Als großes Plus wird gleichwohl immer wieder hervorgehoben, dass Ceva durch den Bolloré-Logistics-Kauf seine relative Schwäche in der See- und Luftfrachtspedition im Vergleich zur Kontraktlogistik ausgleichen könne. Richtig ist ohne Frage, dass Ceva künftig, die Bolloré-Mengen eingerechnet, mit gut 2 Millionen TEU in der Seefracht und einem Luftfrachtaufkommen von 800.000 Tonnen zu den ganz Großen der Branche gehören wird. Teil der Wahrheit ist aber auch, dass Bolloré 2022 nach dem Boomjahr 2021 kräftig Tonnage verloren hat. So sackte die Seefrachtmenge von 826.000 auf 710.000 TEU ab. In der Luftfracht büßte das Unternehmen sogar mehr als 40 Prozent von 656.000 auf 390.000 Tonnen ein.

Das eigentliche Asset dürfte vor diesem Hintergrund die Stärke von Bolloré in attraktiven Branchen wie Luxusgüter, Kosmetik und Healthcare, Aerospace sowie dem Verteidigungssektor sein. Gerade die Erstgenannten haben sich auch in den jüngsten Krisenzeiten als äußerst robust erwiesen und bieten eine gute Ergänzung zur Stärke von Ceva in der im Umbruch befindlichen und vergleichsweise volatilen Automobillogistik. Hinzu kommt, dass der Luftfahrtsektor nach Corona wieder wächst, gleiches gilt vor dem Hintergrund des Krieges in der Ukraine für den Verteidigungssektor.

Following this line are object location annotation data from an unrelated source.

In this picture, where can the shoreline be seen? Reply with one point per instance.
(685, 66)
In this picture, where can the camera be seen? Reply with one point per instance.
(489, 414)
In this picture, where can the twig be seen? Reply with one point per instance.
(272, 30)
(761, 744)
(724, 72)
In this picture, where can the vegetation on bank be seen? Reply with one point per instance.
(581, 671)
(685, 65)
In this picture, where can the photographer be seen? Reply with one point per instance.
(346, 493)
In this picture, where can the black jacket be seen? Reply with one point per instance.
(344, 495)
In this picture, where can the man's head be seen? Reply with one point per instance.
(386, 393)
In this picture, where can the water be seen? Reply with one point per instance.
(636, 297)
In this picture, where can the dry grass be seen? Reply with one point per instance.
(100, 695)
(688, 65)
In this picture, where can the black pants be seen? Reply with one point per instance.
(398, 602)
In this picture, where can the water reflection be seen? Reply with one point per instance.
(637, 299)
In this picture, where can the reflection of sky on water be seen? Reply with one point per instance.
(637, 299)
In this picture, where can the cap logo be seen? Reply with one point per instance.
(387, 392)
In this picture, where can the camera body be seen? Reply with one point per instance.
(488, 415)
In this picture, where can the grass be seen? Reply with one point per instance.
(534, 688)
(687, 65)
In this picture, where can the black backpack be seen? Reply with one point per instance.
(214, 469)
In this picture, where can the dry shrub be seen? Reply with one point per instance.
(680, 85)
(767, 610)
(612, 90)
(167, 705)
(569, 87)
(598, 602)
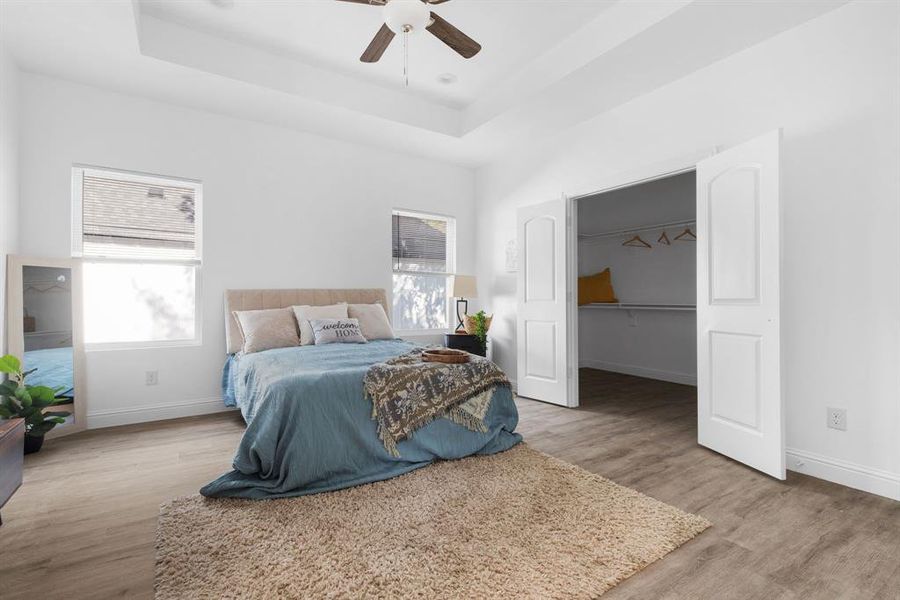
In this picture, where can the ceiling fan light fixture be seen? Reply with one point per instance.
(406, 16)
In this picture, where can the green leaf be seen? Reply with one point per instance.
(23, 396)
(41, 392)
(58, 413)
(11, 405)
(9, 364)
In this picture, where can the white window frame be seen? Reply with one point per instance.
(78, 172)
(451, 269)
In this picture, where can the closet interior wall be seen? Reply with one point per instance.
(654, 342)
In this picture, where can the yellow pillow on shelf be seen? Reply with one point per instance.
(596, 288)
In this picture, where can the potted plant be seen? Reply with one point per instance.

Gut ergänzen sich die Unternehmen auch regional. Während beide in Asien recht breit aufgestellt sind, gewänne Ceva durch Bolloré Logistics in Europa deutlich an Schlagkraft. Allein 4.000 der insgesamt 15.000 Mitarbeiter arbeiten in Frankreich.

Deutlich stärker ist Bolloré Logistics dabei auch auf dem deutschen Markt. Während der „Bundesanzeiger“ für die Ceva Logistics GmbH in 2021 einen Umsatz von knapp 147 Millionen Euro ausgewiesen hat, kam Bolloré Logistics auf beinahe 310 Millionen Euro und war damit gut doppelt so groß. Und für 2022 hatte das deutsche Geschäftsführungsduo Thomas Kuhn und Tobias Deil Ende vergangenen Jahres ein weiteres Umsatzplus von rund 40 Prozent avisiert.

Spannend wird derweil sein, wie und ob die beiden französischen Logistiker strukturell und bei der Unternehmenskultur zusammenfinden werden. So ist Bolloré Logistics in Summe regional aufgestellt, mit einer großen Verantwortung der Landeschefs für das Geschäft sowohl in der Spedition als auch in der Kontraktlogistik. Bei Ceva dagegen sind die Landeschefs im Rahmen einer Restrukturierung gerade entmachtet worden. An deren Stelle sind nun Cluster-Manager getreten.

Hinzu kommt, dass bei Ceva die Kontraktlogistik mit rund 10 Millionen Quadratmetern Fläche und die Speditionssparte seit jeher weitgehend als eigenständige Einheiten agieren. Schließlich ist Ceva nicht umsonst schon seit längerem ein Top-5-Kontraktlogistiker und führend in der automobilen Kontraktlogistik. Anders ist die Lage bei Bolloré. Dort ist die Kontraktlogistik mit den 900.000 Quadratmetern Fläche eher als Ergänzung zur See- und Luftfracht zu sehen und eng mit ihr verwoben.

Bleibt last but not least die Unternehmenskultur. Bolloré ist ein Familienunternehmen, welches stark auf Dezentralisierung und unternehmerisches Handeln der Verantwortlichen vor Ort setzt. Demgegenüber steht Ceva als ein Konzern, der nach der langen Zugehörigkeit zum Finanzinvestor Apollo Management eher „technisch-strukturell“ geprägt sei, wie es ein Marktkenner ausdrückt.